Back from the dead...

May 12, 2010 21:57


After spending much of last week hospitalized for chest pains (thank G-d a false alarm), I am back among the land of the living.

I still am online only rarely, due to my current state of health leaving me minimal functional time, and my needing to use those moments of functionality for more critical acts of survival.

My doctors were trying to encourage me, telling me that with recent advances in genetic sequencing of mitochondrial DNA they can now test for the exact defect that is behind the illness that is slowly killing me. They encouraged me to travel to Cleavland to have these tests done.

I asked them if these advancements had led to any new or improved treatments, or if knowledge of which exact site my mtDNA was defective would aid in my treatment. They answered that so far there has been no new insights that would lead to better treatment and that knowledge of the exact defect would not change my treatment.

So no thank you. I don't need to lay out large sums of money just to satisfy the curiosity of doctors, when there is no possibility of the results helping me in any way.

If (or G-d willing, when) they have new treatments as a result of these tests, assuming that I'm still around, then I'll have my mtDNA analyzed.

My great joy is continuing to disappoint the doctors by not dieing when they say I'm supposed to.
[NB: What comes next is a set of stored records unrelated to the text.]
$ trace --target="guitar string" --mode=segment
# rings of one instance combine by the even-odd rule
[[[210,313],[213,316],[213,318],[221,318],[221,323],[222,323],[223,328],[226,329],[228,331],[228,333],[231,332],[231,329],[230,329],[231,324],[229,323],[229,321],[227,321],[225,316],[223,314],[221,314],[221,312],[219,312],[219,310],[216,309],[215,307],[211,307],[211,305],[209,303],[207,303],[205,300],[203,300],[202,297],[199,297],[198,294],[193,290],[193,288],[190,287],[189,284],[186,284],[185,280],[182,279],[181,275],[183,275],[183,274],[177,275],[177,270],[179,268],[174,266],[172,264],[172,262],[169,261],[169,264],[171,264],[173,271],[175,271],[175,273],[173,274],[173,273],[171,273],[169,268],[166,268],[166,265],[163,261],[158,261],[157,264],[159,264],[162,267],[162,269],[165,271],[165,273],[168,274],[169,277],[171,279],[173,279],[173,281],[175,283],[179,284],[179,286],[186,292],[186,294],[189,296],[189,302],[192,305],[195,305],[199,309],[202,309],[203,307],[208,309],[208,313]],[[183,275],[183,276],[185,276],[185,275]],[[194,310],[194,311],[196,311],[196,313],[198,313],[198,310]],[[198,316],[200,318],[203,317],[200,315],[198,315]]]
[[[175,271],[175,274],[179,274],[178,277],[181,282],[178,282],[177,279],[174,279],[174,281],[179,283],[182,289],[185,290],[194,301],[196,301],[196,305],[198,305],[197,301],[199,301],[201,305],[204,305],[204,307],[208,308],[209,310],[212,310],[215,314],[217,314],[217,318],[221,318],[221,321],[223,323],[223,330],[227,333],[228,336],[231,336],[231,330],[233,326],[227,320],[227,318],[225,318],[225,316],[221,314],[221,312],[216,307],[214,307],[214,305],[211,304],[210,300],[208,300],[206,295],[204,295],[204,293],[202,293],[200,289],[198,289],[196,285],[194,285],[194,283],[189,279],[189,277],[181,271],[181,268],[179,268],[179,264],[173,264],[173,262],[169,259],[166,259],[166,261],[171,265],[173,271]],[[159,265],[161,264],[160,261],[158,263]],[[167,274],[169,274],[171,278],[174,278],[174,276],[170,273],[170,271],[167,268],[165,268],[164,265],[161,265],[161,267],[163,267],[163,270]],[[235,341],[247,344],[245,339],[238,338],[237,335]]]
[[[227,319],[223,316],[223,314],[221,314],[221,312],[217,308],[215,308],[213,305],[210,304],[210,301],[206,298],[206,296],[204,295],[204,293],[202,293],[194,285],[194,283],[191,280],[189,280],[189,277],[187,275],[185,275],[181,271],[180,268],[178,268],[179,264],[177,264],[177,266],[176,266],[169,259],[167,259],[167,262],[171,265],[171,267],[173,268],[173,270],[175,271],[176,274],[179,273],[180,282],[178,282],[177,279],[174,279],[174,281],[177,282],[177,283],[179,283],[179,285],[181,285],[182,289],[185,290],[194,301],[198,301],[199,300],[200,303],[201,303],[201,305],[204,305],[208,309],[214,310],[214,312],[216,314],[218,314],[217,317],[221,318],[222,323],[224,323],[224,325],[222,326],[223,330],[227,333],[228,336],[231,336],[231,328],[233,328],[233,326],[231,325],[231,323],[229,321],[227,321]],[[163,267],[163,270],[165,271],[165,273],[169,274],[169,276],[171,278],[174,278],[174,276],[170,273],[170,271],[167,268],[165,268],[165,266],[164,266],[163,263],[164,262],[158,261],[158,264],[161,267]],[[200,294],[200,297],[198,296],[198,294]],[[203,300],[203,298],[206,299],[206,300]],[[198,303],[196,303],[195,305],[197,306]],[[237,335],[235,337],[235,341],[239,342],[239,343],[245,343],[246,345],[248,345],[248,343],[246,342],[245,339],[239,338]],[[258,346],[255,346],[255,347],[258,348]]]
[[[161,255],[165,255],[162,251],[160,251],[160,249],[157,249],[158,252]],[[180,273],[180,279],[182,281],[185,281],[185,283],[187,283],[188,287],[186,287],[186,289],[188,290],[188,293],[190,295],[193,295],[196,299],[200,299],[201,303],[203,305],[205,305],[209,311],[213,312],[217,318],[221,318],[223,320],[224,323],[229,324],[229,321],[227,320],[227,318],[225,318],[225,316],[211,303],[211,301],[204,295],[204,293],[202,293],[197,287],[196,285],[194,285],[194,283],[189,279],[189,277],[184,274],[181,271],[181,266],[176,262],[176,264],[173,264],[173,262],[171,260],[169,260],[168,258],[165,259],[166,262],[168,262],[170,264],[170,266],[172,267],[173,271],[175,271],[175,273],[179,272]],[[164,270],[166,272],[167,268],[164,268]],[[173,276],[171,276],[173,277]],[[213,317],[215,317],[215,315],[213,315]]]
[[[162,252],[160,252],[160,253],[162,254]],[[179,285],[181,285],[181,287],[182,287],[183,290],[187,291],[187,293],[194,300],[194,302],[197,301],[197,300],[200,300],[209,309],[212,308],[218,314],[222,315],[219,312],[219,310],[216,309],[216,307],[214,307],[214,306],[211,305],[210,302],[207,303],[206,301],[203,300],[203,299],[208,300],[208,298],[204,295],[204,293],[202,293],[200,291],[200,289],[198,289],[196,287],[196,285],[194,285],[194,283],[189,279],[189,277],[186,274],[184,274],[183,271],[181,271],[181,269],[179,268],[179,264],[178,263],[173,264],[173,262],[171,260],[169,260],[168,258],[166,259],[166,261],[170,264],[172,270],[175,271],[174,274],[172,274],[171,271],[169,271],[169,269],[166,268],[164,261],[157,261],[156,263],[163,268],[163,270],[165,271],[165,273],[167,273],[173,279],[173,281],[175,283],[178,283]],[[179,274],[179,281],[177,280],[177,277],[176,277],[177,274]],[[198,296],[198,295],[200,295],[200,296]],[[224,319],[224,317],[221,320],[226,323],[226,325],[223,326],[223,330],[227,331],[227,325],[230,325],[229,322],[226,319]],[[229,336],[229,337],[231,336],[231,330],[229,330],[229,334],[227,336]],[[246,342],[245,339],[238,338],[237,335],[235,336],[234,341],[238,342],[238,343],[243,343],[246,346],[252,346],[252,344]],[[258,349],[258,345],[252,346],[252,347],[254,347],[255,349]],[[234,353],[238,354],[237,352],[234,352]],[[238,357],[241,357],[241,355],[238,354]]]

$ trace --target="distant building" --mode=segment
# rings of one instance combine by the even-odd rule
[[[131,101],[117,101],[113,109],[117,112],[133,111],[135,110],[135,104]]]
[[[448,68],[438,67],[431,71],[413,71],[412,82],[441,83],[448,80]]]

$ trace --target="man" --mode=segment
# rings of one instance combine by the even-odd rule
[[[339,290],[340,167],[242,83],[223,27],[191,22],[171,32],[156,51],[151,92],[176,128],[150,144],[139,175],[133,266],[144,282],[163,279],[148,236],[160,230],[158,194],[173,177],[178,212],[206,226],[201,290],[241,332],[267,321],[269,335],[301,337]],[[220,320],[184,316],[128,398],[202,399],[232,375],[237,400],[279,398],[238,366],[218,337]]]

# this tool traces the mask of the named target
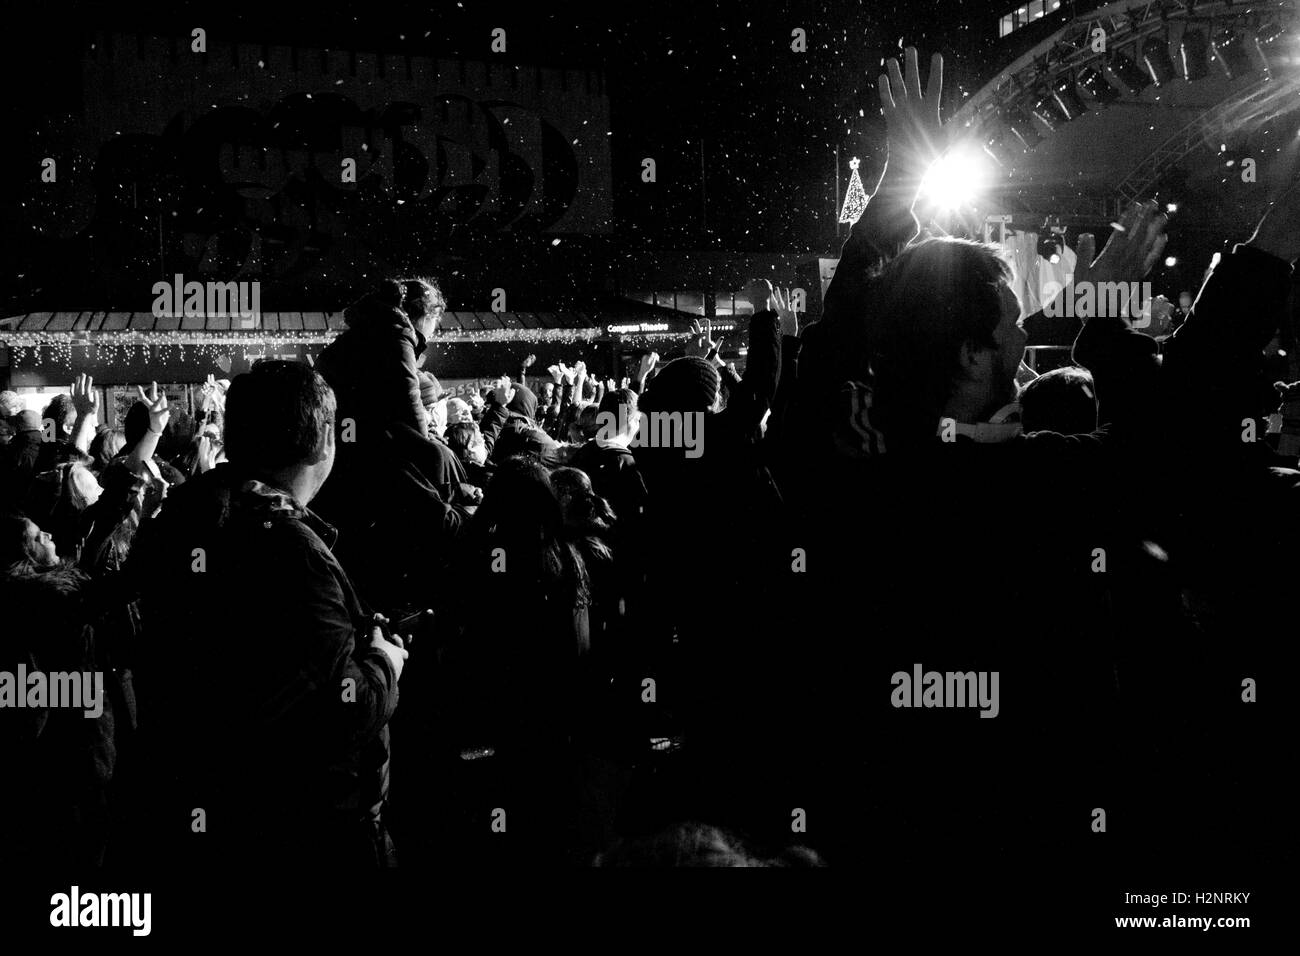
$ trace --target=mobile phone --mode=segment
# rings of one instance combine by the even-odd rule
[[[409,649],[415,643],[415,634],[410,629],[424,621],[433,620],[433,610],[425,608],[423,611],[416,611],[413,614],[407,614],[404,617],[399,617],[396,621],[388,621],[387,623],[383,623],[380,618],[381,615],[376,614],[371,620],[383,632],[384,639],[387,640],[394,634],[400,635],[403,645]]]

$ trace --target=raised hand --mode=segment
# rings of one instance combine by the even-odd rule
[[[546,366],[546,371],[550,373],[551,381],[556,385],[559,385],[560,381],[564,378],[564,373],[560,371],[560,366],[558,365],[548,365]]]
[[[691,335],[694,338],[686,343],[687,355],[704,358],[713,350],[713,322],[711,319],[705,319],[703,325],[700,324],[699,319],[692,319]]]
[[[536,355],[529,355],[528,358],[524,359],[524,368],[532,368],[533,363],[536,361],[537,361]]]
[[[218,451],[216,443],[207,435],[199,439],[198,466],[200,473],[211,471],[217,467]]]
[[[1154,202],[1133,203],[1124,211],[1118,228],[1111,233],[1101,255],[1093,258],[1097,240],[1091,233],[1079,236],[1075,253],[1078,262],[1074,284],[1102,282],[1137,282],[1141,280],[1164,251],[1169,237],[1165,225],[1169,217]],[[1100,296],[1098,297],[1100,298]]]
[[[78,375],[72,383],[72,407],[76,409],[78,418],[95,414],[99,396],[95,394],[94,384],[95,380],[89,375]]]
[[[782,335],[799,335],[799,313],[794,309],[793,299],[789,289],[772,290],[772,308],[781,319]]]
[[[149,383],[149,394],[144,393],[144,387],[137,385],[136,389],[140,392],[140,401],[144,402],[149,408],[149,431],[155,435],[161,435],[167,427],[167,422],[171,420],[172,413],[167,408],[167,395],[158,394],[158,383]]]
[[[654,371],[655,365],[659,363],[659,353],[651,352],[649,355],[641,356],[641,364],[637,366],[636,377],[638,381],[644,382]]]
[[[904,50],[903,60],[906,77],[899,69],[898,60],[890,59],[885,64],[888,75],[880,75],[876,89],[888,129],[890,172],[919,182],[947,147],[947,132],[939,119],[943,54],[936,53],[930,58],[930,80],[924,95],[916,47]]]

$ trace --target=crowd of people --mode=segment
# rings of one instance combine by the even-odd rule
[[[1267,842],[1289,790],[1243,687],[1286,673],[1300,471],[1246,425],[1300,190],[1164,342],[1022,319],[996,248],[914,215],[937,66],[882,81],[888,165],[821,319],[747,287],[743,374],[701,328],[617,381],[530,356],[447,398],[420,278],[195,419],[155,386],[97,427],[85,376],[0,399],[0,671],[107,687],[95,719],[0,708],[6,851],[1091,866],[1097,808],[1135,855]],[[1076,285],[1142,279],[1164,227],[1085,237]],[[1062,337],[1075,364],[1027,373]],[[638,444],[653,414],[701,416],[703,452]],[[996,719],[900,709],[914,665],[1000,674]]]

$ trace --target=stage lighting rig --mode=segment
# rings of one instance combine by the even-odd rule
[[[1116,53],[1106,64],[1111,74],[1136,96],[1151,85],[1151,74],[1141,69],[1123,53]]]
[[[1258,61],[1267,64],[1264,51],[1260,49],[1259,37],[1253,33],[1221,30],[1214,37],[1214,58],[1218,61],[1228,79],[1253,73]]]
[[[1042,90],[1037,94],[1034,100],[1034,115],[1051,132],[1055,132],[1056,127],[1066,121],[1066,116],[1056,104],[1056,97],[1052,95],[1051,90]]]
[[[1062,73],[1056,78],[1056,82],[1052,84],[1052,95],[1066,120],[1077,119],[1088,112],[1088,107],[1084,105],[1078,90],[1074,88],[1073,77],[1068,73]]]
[[[1202,79],[1210,72],[1209,46],[1205,34],[1200,30],[1184,30],[1182,41],[1178,44],[1183,60],[1183,78],[1188,83]]]
[[[1174,61],[1169,57],[1168,38],[1147,37],[1142,44],[1142,64],[1151,74],[1151,80],[1156,86],[1164,86],[1172,80],[1177,74],[1174,72]]]
[[[1011,132],[1015,134],[1016,139],[1024,144],[1025,149],[1033,149],[1043,141],[1038,130],[1034,129],[1034,121],[1029,118],[1024,110],[1012,110],[1007,114],[1007,125]]]
[[[1109,106],[1120,98],[1119,90],[1106,82],[1100,70],[1091,66],[1079,74],[1079,86],[1101,106]]]

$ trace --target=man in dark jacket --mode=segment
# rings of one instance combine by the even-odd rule
[[[132,554],[142,723],[170,771],[153,841],[181,865],[392,859],[387,724],[406,652],[372,626],[307,508],[334,463],[334,420],[307,366],[239,376],[229,463],[177,489]]]
[[[13,505],[27,496],[41,457],[41,416],[23,411],[11,419],[14,437],[0,448],[0,498]]]
[[[537,396],[526,386],[494,389],[479,427],[493,462],[514,455],[534,455],[549,467],[559,464],[559,445],[537,424]]]
[[[645,482],[629,447],[640,427],[637,394],[630,388],[608,392],[600,402],[601,431],[573,459],[591,478],[596,494],[609,502],[620,527],[635,522],[646,504]]]

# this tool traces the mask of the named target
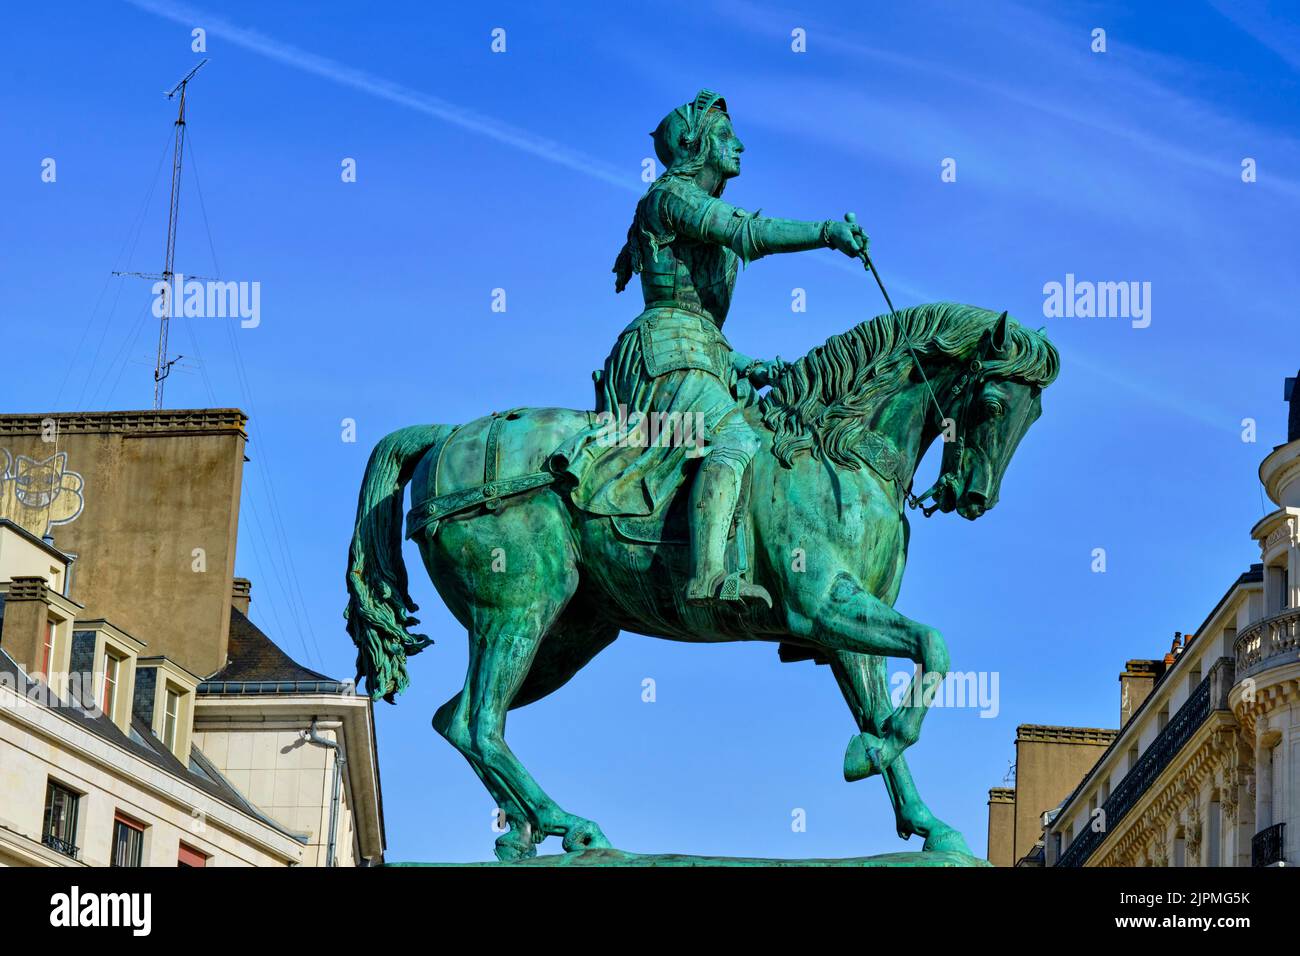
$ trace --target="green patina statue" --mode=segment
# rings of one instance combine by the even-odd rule
[[[948,669],[940,635],[893,609],[905,510],[933,498],[927,515],[974,520],[997,503],[1057,352],[1005,312],[936,303],[863,322],[789,364],[741,355],[721,331],[739,263],[827,247],[869,263],[866,237],[852,217],[768,219],[723,203],[743,147],[716,94],[653,135],[666,171],[615,264],[620,290],[640,275],[646,308],[597,373],[595,408],[416,425],[372,452],[347,572],[358,676],[392,702],[406,658],[431,643],[409,630],[409,485],[406,537],[470,638],[464,688],[433,724],[504,813],[498,859],[533,857],[554,835],[567,851],[599,851],[593,862],[629,861],[541,789],[506,744],[505,718],[633,631],[769,641],[782,660],[828,664],[858,730],[845,778],[881,776],[899,836],[925,841],[920,858],[970,862],[903,755]],[[940,436],[939,478],[914,495]],[[917,665],[897,704],[889,657]]]
[[[666,171],[637,203],[614,264],[618,292],[640,274],[645,311],[623,330],[605,363],[603,397],[608,406],[642,414],[701,416],[708,457],[691,491],[686,599],[752,599],[771,607],[761,584],[723,567],[745,472],[762,444],[742,414],[736,378],[762,387],[774,377],[771,363],[734,351],[722,335],[737,264],[826,247],[856,257],[866,238],[843,222],[764,218],[718,198],[727,180],[740,175],[744,146],[726,101],[710,90],[669,113],[651,135]],[[644,468],[632,473],[656,465],[639,464]]]

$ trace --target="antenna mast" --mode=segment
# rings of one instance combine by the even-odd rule
[[[171,374],[172,366],[175,365],[183,356],[171,358],[167,354],[167,333],[171,322],[171,312],[174,308],[172,302],[172,277],[174,275],[173,267],[176,260],[176,223],[180,216],[181,206],[181,158],[185,153],[185,88],[189,85],[190,80],[194,79],[194,74],[203,69],[207,63],[205,57],[198,66],[185,74],[185,78],[171,88],[167,94],[167,99],[175,99],[180,96],[180,103],[176,111],[176,142],[172,147],[172,191],[171,202],[167,207],[167,248],[163,253],[163,271],[161,275],[150,275],[143,272],[114,272],[114,275],[139,276],[142,279],[161,279],[167,283],[166,308],[163,309],[162,318],[158,322],[158,358],[153,367],[153,407],[158,410],[163,407],[163,382]]]
[[[163,382],[166,381],[168,374],[172,370],[172,363],[167,357],[167,332],[168,325],[171,321],[171,311],[173,308],[172,295],[170,292],[172,281],[172,267],[176,259],[176,220],[181,211],[181,157],[185,152],[185,88],[189,85],[190,80],[194,79],[194,74],[203,69],[203,64],[207,63],[204,58],[198,66],[185,74],[185,79],[177,83],[167,99],[172,99],[177,94],[180,95],[180,105],[176,110],[176,145],[172,150],[172,196],[171,204],[167,207],[167,251],[163,258],[162,278],[168,283],[167,308],[163,309],[162,318],[158,321],[158,361],[153,369],[153,407],[155,410],[163,407]]]

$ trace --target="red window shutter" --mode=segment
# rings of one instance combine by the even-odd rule
[[[180,858],[177,860],[177,866],[207,866],[208,857],[206,853],[200,853],[193,847],[181,844]]]

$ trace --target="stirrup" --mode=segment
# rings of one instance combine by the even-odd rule
[[[767,588],[761,584],[749,583],[740,576],[738,571],[722,575],[720,583],[710,590],[713,592],[712,598],[688,598],[687,602],[690,604],[709,604],[717,600],[743,604],[761,601],[767,605],[769,611],[772,610],[772,595],[768,593]]]

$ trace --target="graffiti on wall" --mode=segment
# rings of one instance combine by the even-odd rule
[[[0,455],[4,465],[0,474],[0,518],[8,518],[43,538],[55,525],[67,524],[81,514],[85,481],[68,470],[66,451],[44,461],[11,455],[7,448],[0,448]]]

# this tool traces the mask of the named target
One of these "great healers" initially thought (before tests showed that, thank G-d, everything was OK) that the chest pains were due to heart damage from my MELAS having started to affect my heart in addition to my brain, and tried to give me yet another prophesy of doom. Yet again I explained that the job of a doctor is to act as a channel to bring healing into this world, and not to make predictions of the future, which is exclusively in G-d's hands, not the doctor's.

One of these days - as soon as I'm doing well enough to be able to spare some time - I will write my farewell to all of my online friends who have been so supportive.

The rarity of my being able to spend time online makes it pointless trying to maintain an online identity/presence.

Endings may be difficult, but they don't have to be sad.